Formação permanente para evitar a frustração permanente | Diocese Bragança-Miranda

É importante fazer “formação permanente para evitar viver em frustração permanente”. Este foi o mote dado por D. José Cordeiro, bispo da diocese de Bragança-Miranda, na ação que decorreu sábado, de formação para clérigos, padres e leigos, sobre a constituição da Igreja, Gaudium et Spes.

“É o quarto ano em que realizamos o dia diocesano de formação permanente, aberto a todos. Decidimo-nos, neste projeto pastoral, a cada ano convergir para um documento do Concílio Vaticano II. Começámos com o Sacrosanctum Concilium, a Lumen Gentium, a Dei Verbum e, este ano, a Gaudium et Spes. Encerramos este ciclo das constituições e passaremos agora a outros”, explicou D. José Cordeiro. O prelado acredita que “se não há formação permanente, há frustração permanente”. “Às vezes vivemos muito nessa frustração e numa cultura de lamentação e é importante que a nossa ação pastoral seja alicerçada nos grandes valores, nos grandes princípios, que são orientadores de toda a vida da fé da Igreja e que se concretiza, depois, nas paróquias, nas unidades pastorais, em toda a diocese e nos vários grupos e movimentos e de vivermos o essencial, concretizado depois nas várias ações que o plano pastoral propõe. É apenas uma orientação. Mas não há uma verdadeira pastoral se não estiver bem assente numa boa teoria”, frisou. 

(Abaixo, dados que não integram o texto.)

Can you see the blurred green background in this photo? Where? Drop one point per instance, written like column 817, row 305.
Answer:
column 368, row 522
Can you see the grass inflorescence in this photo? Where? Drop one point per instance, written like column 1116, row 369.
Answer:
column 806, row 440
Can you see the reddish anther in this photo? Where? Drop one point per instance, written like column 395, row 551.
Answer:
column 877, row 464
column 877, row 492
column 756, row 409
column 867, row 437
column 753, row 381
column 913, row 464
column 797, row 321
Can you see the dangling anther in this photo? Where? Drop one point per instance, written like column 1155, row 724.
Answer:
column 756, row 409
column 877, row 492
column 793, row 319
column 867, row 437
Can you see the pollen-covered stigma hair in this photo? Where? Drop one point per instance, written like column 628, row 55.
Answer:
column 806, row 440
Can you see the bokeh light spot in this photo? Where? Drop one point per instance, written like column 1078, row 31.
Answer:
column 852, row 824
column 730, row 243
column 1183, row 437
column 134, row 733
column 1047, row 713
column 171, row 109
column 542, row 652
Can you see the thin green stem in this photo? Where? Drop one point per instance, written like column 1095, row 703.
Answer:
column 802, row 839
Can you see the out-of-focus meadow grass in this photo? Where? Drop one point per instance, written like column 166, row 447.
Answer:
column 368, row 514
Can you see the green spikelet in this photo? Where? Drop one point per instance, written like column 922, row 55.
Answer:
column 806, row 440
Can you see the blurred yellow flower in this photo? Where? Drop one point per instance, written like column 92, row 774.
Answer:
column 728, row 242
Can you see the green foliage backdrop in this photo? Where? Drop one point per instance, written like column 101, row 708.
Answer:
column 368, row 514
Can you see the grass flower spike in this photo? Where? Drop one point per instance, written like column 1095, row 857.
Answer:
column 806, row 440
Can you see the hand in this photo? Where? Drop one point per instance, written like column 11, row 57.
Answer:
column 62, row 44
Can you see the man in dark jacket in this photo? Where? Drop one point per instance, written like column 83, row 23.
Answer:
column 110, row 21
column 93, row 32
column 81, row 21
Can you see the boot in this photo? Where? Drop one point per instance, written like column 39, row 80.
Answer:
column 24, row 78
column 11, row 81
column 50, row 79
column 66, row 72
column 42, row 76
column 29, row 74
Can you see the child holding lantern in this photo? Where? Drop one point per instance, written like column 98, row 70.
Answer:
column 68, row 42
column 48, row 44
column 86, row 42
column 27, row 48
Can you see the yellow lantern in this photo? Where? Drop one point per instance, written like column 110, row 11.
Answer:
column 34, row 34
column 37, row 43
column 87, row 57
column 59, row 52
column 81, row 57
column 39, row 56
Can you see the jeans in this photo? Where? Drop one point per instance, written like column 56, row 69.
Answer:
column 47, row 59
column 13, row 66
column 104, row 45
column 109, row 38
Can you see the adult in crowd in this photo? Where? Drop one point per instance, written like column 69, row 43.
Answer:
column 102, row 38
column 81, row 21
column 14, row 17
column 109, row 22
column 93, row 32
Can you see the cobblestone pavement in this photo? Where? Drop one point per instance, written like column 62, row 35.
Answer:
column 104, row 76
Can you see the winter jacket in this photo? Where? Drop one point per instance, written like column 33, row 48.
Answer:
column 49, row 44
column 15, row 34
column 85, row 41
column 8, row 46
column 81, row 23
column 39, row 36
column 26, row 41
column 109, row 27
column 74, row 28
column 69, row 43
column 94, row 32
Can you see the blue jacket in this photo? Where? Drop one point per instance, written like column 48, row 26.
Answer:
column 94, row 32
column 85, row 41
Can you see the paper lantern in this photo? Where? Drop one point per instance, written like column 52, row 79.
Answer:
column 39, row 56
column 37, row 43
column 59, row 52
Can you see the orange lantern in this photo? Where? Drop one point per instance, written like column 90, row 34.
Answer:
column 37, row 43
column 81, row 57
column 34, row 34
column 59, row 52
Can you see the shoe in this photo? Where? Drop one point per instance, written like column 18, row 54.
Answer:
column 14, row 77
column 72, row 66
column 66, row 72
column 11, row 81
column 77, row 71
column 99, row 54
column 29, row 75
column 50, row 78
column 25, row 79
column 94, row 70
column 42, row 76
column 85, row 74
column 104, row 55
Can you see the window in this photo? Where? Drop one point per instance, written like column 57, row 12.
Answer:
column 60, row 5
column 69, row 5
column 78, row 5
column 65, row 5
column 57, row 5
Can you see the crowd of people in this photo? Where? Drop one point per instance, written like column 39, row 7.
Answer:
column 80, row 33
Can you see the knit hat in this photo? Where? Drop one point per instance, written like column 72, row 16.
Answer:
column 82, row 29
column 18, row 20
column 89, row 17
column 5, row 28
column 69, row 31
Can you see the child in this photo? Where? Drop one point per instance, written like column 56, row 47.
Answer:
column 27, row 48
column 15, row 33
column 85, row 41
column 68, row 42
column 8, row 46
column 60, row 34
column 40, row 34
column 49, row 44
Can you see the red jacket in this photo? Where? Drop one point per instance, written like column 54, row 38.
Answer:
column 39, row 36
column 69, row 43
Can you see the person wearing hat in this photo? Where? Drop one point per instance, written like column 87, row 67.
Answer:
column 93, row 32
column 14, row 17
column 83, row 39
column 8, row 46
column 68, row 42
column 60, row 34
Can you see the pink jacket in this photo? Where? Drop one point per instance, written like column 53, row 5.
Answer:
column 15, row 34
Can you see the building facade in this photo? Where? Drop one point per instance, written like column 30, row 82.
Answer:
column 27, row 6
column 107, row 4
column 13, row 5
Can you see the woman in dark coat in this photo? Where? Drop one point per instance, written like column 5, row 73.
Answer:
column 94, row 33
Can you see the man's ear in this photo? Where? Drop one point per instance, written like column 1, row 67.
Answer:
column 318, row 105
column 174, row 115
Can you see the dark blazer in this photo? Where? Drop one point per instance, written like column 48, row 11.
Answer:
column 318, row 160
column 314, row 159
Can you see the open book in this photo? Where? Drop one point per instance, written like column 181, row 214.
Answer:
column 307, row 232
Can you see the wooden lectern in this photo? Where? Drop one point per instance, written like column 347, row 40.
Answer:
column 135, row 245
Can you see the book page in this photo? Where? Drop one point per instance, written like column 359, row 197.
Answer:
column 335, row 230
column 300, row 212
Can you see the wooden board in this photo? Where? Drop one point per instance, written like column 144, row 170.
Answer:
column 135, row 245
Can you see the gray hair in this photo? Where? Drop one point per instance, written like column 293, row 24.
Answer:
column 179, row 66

Convidado para esta sessão foi o Pe. Adelino Ascenço, Superior Geral da Sociedade Missionária da Boa Nova (SMBN). O sacerdote, que foi missionário no Japão, entende que este tipo de ações são “muito importantes”. “Hoje em dia a Igreja não pode continuar nessa saída permanente. Para nos atualizarmos, não só os clérigos, o bispo, os padres, mas os leigos, temos de continuar esta caminhada e a formação permanente é fundamental para isso. Estas atividades são fundamentais”, disse.

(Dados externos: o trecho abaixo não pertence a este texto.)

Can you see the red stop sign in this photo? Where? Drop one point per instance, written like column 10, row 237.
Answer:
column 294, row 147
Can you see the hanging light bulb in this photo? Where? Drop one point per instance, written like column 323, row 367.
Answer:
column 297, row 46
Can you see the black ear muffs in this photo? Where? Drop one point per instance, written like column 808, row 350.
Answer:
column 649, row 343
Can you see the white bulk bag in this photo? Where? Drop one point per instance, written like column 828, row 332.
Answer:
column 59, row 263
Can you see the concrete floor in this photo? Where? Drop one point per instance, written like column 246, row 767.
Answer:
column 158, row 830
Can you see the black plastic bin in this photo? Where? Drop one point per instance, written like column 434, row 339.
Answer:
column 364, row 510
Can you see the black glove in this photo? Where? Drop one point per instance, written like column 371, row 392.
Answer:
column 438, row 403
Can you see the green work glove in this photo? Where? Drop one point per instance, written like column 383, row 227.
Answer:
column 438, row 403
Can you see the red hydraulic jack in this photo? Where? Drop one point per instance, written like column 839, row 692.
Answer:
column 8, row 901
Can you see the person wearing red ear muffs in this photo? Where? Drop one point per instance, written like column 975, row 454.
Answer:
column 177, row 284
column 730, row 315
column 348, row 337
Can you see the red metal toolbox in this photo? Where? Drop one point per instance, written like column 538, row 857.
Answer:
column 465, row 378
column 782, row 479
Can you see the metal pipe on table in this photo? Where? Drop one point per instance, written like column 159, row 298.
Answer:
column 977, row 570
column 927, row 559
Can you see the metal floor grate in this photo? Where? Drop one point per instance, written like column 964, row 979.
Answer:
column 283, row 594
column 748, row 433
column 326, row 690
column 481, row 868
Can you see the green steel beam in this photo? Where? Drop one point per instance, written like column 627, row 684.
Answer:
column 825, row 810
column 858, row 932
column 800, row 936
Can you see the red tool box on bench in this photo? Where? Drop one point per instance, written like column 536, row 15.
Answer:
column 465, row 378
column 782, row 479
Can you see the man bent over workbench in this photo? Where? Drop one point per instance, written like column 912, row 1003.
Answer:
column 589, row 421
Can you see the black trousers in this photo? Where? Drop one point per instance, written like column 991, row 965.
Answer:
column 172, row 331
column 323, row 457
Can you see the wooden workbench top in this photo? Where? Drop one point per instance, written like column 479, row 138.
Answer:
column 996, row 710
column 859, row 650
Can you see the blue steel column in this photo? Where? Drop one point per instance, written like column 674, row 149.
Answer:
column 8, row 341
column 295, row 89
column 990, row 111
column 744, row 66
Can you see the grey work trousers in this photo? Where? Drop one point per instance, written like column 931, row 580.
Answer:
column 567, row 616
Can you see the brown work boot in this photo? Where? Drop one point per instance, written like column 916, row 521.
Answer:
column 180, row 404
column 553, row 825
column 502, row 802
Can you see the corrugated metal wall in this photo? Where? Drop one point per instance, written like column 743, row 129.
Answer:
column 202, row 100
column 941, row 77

O Pe. Adelino Ascenço explicou que “a Constituição Gaudium et Spes é muito atual porque é o diálogo com o mundo em que vivemos. Surgiu há 50 anos mas o mundo em que vivemos é este. Temos de continuar este diálogo profundo com a cultura nas suas diversas vertentes e não podemos desistir desse diálogo. Caso contrário, acabamos por nos recolhermos, cada um, no seu casulo. Recolhendo-nos, não avançamos. Não avançar significa recuar”, disse.